Senior Citizens and Constipation
Although everyone experiences constipation at times, seniors have the tendency to experience it more often. Constipation particularly explains a symptom of some underlying cause characterized by less regular defecation, more time required to pass stool, and harder stool. Consistency is different for everyone, so people should not be too concerned about having a certain number of bowel movements in a certain time period.
Colon Issues: Colon or large intestine problems occur mainly due to collection of toxic waste materials in the colon. This can affect the process of absorption of vital nutrients. Excessive use of alcohol, laxatives, medicines, and supplements can lead to colon problems.

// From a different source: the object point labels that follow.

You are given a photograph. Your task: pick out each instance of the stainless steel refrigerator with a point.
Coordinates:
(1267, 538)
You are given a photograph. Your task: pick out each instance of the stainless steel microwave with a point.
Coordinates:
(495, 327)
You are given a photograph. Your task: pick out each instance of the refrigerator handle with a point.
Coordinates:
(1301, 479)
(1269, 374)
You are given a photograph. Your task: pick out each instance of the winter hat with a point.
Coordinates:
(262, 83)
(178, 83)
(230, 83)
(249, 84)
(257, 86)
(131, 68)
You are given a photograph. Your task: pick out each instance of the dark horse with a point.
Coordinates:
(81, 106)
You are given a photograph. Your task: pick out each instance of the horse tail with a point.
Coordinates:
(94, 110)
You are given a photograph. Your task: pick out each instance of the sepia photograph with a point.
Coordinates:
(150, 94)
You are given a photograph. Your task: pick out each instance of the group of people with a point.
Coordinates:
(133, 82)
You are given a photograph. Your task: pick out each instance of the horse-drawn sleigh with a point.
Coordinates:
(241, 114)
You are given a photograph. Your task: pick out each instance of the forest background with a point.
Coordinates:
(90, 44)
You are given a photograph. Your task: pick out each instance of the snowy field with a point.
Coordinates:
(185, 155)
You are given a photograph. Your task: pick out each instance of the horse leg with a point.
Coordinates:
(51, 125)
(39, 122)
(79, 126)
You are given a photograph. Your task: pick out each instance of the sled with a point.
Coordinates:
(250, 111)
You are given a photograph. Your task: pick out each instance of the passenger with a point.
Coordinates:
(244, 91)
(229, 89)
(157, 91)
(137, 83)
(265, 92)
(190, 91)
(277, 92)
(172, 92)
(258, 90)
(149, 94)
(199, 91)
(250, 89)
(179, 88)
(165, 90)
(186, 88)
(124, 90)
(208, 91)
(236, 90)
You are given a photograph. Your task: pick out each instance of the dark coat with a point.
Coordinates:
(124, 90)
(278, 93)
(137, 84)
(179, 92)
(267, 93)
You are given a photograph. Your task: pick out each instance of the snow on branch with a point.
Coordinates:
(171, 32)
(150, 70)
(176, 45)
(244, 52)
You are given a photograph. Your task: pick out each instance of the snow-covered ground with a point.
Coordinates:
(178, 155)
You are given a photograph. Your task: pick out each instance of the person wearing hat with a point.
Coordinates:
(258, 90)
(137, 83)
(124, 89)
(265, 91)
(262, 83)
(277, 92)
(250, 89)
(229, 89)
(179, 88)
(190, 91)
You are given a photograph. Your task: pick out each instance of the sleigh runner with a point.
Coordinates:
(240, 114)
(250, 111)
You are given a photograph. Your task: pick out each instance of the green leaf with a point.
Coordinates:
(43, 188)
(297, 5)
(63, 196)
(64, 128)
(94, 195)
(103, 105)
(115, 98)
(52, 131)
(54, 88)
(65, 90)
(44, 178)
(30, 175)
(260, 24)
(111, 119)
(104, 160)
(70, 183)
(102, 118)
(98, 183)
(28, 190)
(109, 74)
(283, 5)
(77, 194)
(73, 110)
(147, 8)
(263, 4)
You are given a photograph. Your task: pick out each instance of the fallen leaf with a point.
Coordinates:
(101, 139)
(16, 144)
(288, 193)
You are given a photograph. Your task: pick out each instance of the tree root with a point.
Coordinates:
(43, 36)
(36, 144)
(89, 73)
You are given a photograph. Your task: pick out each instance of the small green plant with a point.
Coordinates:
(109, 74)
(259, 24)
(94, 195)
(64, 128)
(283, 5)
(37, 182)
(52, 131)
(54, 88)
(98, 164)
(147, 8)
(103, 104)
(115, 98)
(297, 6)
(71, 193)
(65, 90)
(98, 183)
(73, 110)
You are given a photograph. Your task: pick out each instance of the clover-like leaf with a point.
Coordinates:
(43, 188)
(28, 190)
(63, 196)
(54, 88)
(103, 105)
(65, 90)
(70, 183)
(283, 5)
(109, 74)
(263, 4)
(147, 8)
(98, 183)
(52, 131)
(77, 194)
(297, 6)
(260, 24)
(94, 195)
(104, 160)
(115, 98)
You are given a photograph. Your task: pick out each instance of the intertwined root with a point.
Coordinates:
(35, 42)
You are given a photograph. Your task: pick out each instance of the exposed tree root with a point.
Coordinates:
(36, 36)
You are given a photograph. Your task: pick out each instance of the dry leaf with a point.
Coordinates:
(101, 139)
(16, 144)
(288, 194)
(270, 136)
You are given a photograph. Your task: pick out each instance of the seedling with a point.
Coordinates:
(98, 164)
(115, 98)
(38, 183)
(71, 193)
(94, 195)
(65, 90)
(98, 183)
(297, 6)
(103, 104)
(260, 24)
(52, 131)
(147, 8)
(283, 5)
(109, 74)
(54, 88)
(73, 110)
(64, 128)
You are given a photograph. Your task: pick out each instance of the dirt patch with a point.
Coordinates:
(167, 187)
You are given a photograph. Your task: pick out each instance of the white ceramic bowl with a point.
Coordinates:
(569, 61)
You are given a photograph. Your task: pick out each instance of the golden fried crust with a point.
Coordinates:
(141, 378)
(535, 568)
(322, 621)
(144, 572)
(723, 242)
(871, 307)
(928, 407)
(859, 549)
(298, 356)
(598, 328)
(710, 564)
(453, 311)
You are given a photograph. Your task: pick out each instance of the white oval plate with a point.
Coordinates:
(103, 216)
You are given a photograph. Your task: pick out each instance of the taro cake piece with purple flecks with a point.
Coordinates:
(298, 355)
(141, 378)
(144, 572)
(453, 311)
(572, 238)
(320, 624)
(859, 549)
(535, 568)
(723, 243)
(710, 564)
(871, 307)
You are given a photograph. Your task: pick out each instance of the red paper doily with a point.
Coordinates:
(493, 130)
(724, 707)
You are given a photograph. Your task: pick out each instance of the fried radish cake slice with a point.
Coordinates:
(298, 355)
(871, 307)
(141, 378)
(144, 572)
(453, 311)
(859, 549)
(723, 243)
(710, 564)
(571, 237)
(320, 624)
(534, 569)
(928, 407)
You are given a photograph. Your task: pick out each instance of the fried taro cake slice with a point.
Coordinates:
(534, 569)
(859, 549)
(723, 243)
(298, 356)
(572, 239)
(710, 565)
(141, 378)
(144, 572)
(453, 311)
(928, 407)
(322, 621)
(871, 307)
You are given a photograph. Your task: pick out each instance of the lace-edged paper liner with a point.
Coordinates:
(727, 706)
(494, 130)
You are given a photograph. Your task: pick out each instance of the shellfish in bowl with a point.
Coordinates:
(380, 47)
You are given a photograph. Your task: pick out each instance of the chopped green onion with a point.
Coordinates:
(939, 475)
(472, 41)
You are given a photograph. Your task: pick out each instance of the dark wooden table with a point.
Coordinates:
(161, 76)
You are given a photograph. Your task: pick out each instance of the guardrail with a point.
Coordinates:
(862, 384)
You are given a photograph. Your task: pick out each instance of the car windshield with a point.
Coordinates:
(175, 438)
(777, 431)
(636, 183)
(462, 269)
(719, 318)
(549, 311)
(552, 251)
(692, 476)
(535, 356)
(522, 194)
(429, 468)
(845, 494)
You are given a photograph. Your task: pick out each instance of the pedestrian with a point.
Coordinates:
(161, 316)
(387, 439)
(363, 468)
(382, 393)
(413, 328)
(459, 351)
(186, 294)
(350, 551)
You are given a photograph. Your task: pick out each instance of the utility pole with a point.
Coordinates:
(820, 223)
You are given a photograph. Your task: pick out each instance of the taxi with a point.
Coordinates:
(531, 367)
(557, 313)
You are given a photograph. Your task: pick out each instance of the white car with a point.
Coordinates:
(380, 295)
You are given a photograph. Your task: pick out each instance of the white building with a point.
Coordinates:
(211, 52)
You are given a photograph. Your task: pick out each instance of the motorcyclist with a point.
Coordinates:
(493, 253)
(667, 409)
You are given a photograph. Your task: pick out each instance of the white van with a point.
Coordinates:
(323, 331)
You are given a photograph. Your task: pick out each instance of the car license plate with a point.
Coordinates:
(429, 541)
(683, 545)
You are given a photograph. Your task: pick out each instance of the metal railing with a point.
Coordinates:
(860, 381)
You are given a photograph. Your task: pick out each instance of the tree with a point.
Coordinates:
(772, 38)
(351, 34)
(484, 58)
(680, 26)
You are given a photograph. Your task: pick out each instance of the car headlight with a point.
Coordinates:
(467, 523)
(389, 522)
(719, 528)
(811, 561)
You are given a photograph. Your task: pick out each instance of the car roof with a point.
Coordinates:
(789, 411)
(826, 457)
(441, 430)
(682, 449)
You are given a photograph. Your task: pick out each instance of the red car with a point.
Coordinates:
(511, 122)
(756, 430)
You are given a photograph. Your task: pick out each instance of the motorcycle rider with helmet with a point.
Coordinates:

Diet plan: If you are not eating enough high-fiber foods or eating too much high-fat meats, dairy, eggs, or sugary foods, this can cause constipation. Senior citizens may be more susceptible to becoming constipated for this reason, given that cooking for less people may lead to eating more pre-made, less nutritious foods. Likewise, seniors with teeth problems may feel they have difficulty maintaining a diverse, fiber-rich diet. It is also important that seniors stay hydrated and drink plenty of fluids, which can prevent irregularity. Caregivers ought to encourage healthy eating practices by preparing healthy, well-balanced meals. Likewise, caregivers ought to remind their patients to take in sufficient fluids by providing them with juice and water throughout the day.
Using a lot of laxatives and enemas: Although many people think that laxatives are a cure for constipation, the effect they have on the body works in the opposite way. In simple terms, using laxatives causes the body to think that it needs laxatives to have a normal bowel movement and leading to more constipation when not taking laxatives.
- Lack of exercise: Inactivity or spending large amounts of time in bed or a chair for recovery from medical procedures can result in constipation.
- Since we often end up being less active with age, this is also likely to contribute to constipation in seniors.
- Still, it is very important that senior citizens maintain an appropriate level of physical activity.
- Caregivers can encourage this with easy activities like going on walks with their client.
Holding back defecation: If someone chooses to have a BM in your home or holds back the urge, this can ultimately lead to constipation.
Diarrhea After Eating When you have bowel movement immediately after eating, it suggests that your body is not appropriately processing the nutrients it needs. It may require some sort of support in detaining the diarrhea. Again in many cases, diarrhea immediately after...
Medical conditions: Some underlying causes of constipation consist of stroke, diabetes, blockage in the intestines, or a more specific condition called irritable bowel syndrome (IBS) characterized by pain, bloating, and constipation or diarrhea.
Irritable bowel syndrome (IBS)
Information on how to have a healthy diet: http://www.nhs.uk/LiveWell/healthy-eating/Pages/Healthyeating.aspx Irritable bowel syndrome (IBS) is a common gut ...
There are so many more web pages out there that offer professional and valuable tips on IBS assistance, so take a browse around the ones mentioned above and you should have a good idea as to which ones are handy to you.
- To find the proper solution or treatment for a particular gastrointestinal problem, it is important to find out about its causes.
- The problems are typically triggered by wrong foods, wrong eating habits, infection, exposure to contaminants, etc
Drinking at least three 12-oz servings of water or juice everyday can prevent irregularity.
Participate in a Healthy Amount of Physical Activity.
Symptoms associated with constipation are severe, it may be necessary to talk to a doctor. You need to look for medical attention if bowel routines change, if you find blood in the stool, you have severe stomach pains, you experience weight loss without trying, or fiber and exercise do not help with irregularity.